On Tuesday I was a guest on Sam Seder’s “Majority Report.” Sam and I have been having conversations about world affairs for a couple of decades now. Do add him to your follow list if you haven’t already. Here is the link, the embedded video, and a transcript of the segment.

Transcript.

( This is the computer-generated audio transcript at YouTube, which I ran through Claude to clean up. I checked it as best as I could and though I noted some compression, it seemed substantively accurate. Still, Caveat Emptor. ) –

Sam: We are back. I’m Sam Seder, here with Emma Vigeland on the Majority Report. It’s a real pleasure to welcome back to the program Professor Juan Cole, professor of history and Middle East studies at the University of Michigan, founder and editor and chief of Informed Comment. Professor, welcome back to the show.

Juan Cole: Thanks so much for having me, Sam. It is great to see you.

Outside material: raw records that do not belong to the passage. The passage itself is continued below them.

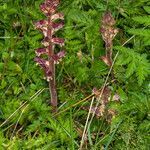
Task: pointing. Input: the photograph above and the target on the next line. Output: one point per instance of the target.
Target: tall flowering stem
(49, 27)
(108, 32)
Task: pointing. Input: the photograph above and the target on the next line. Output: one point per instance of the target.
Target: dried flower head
(49, 27)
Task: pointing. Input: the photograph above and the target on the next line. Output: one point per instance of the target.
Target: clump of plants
(49, 28)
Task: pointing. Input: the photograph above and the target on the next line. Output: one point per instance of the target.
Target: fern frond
(142, 19)
(140, 32)
(135, 63)
(147, 9)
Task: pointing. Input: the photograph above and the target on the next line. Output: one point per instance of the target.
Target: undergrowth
(26, 121)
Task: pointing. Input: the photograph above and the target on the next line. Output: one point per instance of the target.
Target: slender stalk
(52, 82)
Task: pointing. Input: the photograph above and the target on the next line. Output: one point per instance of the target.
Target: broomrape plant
(49, 27)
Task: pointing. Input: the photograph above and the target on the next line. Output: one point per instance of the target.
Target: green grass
(26, 120)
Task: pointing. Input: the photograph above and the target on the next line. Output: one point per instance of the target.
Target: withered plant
(108, 32)
(49, 27)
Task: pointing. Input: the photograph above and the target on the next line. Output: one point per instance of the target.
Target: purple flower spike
(58, 41)
(57, 16)
(57, 26)
(41, 51)
(49, 27)
(58, 57)
(49, 6)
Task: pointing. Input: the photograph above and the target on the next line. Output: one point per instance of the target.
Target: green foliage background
(21, 81)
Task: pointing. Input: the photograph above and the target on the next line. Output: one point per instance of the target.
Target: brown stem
(52, 82)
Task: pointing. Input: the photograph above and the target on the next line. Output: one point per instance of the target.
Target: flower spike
(49, 27)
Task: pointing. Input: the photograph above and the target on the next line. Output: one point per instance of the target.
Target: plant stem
(52, 82)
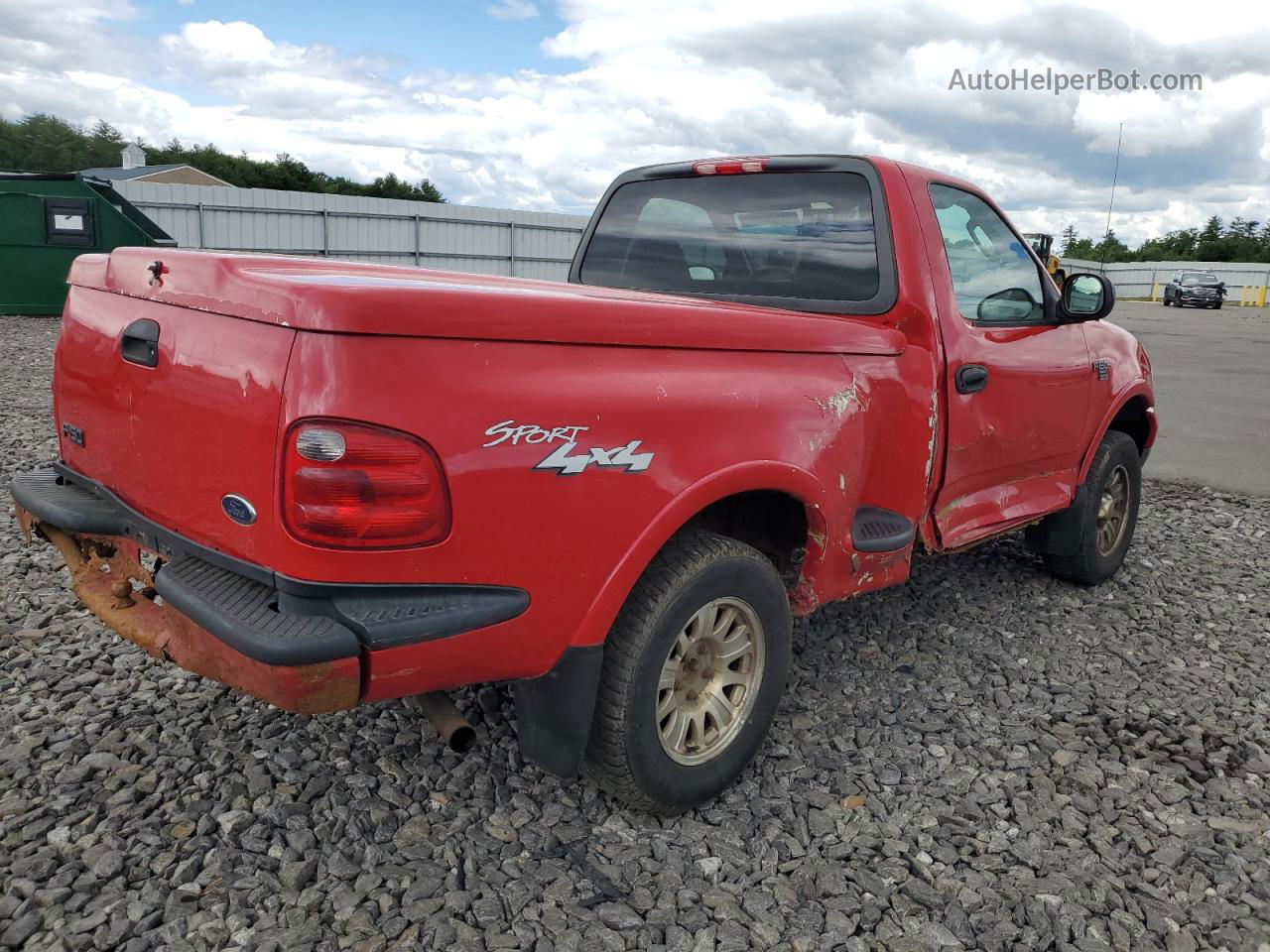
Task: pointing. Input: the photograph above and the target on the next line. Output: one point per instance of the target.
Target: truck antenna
(1115, 175)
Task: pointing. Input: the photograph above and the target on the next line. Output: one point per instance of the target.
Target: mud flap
(1061, 534)
(553, 712)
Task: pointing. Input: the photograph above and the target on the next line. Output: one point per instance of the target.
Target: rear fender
(554, 711)
(742, 477)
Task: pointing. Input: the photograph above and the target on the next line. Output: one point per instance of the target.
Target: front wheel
(1087, 542)
(694, 670)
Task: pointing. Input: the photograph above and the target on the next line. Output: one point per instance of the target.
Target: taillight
(350, 485)
(730, 167)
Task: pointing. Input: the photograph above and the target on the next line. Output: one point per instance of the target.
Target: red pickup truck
(766, 384)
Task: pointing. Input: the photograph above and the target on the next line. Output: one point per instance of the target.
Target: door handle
(140, 343)
(970, 379)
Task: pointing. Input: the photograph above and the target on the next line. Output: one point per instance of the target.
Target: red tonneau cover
(349, 298)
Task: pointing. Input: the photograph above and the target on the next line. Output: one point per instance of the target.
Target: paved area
(1211, 391)
(982, 760)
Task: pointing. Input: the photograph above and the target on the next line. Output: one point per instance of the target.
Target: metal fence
(1146, 280)
(354, 227)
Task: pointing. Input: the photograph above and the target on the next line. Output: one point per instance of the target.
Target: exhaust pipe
(449, 724)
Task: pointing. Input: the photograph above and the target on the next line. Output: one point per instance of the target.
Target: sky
(538, 104)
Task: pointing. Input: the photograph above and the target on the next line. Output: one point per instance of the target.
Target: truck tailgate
(175, 438)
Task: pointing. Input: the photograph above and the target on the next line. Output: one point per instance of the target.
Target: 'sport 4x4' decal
(567, 460)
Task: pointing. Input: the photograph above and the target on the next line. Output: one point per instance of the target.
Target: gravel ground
(983, 758)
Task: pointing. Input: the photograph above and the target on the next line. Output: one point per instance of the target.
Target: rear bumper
(299, 645)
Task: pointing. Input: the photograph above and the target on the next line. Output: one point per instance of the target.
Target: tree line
(1239, 240)
(42, 143)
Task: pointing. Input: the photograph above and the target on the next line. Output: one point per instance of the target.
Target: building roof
(140, 172)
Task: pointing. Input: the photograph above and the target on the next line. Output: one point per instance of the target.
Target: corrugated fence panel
(356, 227)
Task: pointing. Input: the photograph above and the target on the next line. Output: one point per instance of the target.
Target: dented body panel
(576, 429)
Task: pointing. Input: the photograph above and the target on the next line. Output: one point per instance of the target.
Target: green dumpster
(46, 220)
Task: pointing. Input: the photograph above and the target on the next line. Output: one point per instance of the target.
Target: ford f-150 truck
(766, 384)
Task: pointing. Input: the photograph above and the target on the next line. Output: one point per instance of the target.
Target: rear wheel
(694, 669)
(1107, 515)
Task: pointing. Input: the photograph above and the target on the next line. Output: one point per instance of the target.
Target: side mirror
(1008, 306)
(1086, 298)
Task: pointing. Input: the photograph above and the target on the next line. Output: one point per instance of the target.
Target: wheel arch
(554, 712)
(1132, 413)
(706, 502)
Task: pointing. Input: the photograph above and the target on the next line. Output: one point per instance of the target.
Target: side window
(993, 277)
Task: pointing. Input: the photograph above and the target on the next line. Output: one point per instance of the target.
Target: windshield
(797, 235)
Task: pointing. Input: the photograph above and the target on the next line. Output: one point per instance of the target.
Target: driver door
(1017, 382)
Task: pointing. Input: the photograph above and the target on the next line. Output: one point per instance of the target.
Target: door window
(994, 278)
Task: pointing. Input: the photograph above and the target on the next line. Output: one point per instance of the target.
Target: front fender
(1139, 386)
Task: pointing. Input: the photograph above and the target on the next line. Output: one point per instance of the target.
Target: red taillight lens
(730, 167)
(350, 485)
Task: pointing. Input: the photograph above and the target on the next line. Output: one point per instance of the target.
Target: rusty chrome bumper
(299, 645)
(108, 576)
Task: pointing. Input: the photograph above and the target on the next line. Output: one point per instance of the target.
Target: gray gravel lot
(984, 758)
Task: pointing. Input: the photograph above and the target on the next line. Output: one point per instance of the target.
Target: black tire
(1088, 563)
(625, 752)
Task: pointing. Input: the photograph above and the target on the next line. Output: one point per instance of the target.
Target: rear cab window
(801, 240)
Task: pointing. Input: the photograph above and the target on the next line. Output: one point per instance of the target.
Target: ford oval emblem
(238, 509)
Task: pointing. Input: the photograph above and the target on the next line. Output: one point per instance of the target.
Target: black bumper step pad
(876, 530)
(53, 499)
(244, 615)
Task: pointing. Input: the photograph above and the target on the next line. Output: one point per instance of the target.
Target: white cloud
(672, 79)
(513, 10)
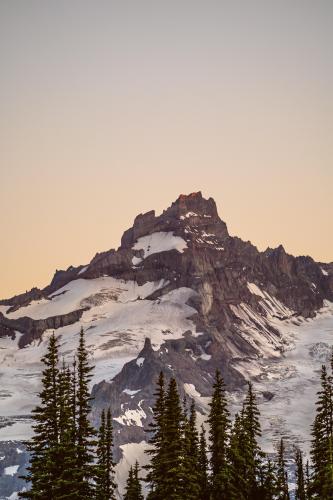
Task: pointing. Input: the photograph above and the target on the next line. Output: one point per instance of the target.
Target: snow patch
(11, 470)
(254, 289)
(83, 270)
(131, 392)
(132, 417)
(158, 242)
(140, 361)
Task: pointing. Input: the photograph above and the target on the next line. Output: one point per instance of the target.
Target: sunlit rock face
(179, 295)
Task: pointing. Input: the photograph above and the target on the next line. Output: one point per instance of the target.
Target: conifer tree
(104, 470)
(85, 431)
(308, 481)
(237, 460)
(252, 454)
(190, 464)
(300, 493)
(268, 481)
(282, 476)
(156, 430)
(42, 471)
(66, 486)
(322, 442)
(173, 445)
(219, 425)
(203, 467)
(133, 485)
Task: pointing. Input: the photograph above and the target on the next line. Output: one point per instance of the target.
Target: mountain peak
(193, 204)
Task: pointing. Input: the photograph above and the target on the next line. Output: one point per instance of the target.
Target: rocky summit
(179, 294)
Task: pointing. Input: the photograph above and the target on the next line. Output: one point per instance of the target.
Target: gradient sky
(112, 108)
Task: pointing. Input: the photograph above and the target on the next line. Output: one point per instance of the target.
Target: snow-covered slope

Sam: I really want to get to what’s going on within Iran, because you and I had dozens of conversations about the Iraq war over the years, starting over 20 years ago now. There was a massive buildup, a windup to the war. There were multiple countries involved across the globe. There were embedded reporters in Iraq, and occasionally independent reporters. We’re just not getting the same level of information now. CNN has folks in Tehran, but we’re not getting much information outside of Israel. It seems much harder to access what’s going on.

Juan Cole: I can remember when we first started talking, there were alarmist reports that all of our media was controlled by eight corporations. We may be going towards one. We’ve become more and more of an oligarchy, both with regard to socioeconomic affairs and with regard to media. When we started talking, Facebook didn’t yet exist, and Twitter has now become X, with algorithms that suppress things they don’t like — they suppress news, they suppress controversial postings. The media landscape is very murky. Back in the Iraq war days, I could go on the internet and look at local Iraqi newspapers from towns in Iraq. I find it difficult to do that in Iran because they’re also highly controlled. It is a very different situation, and I think it’s because our politics has shifted so heavily towards oligarchy.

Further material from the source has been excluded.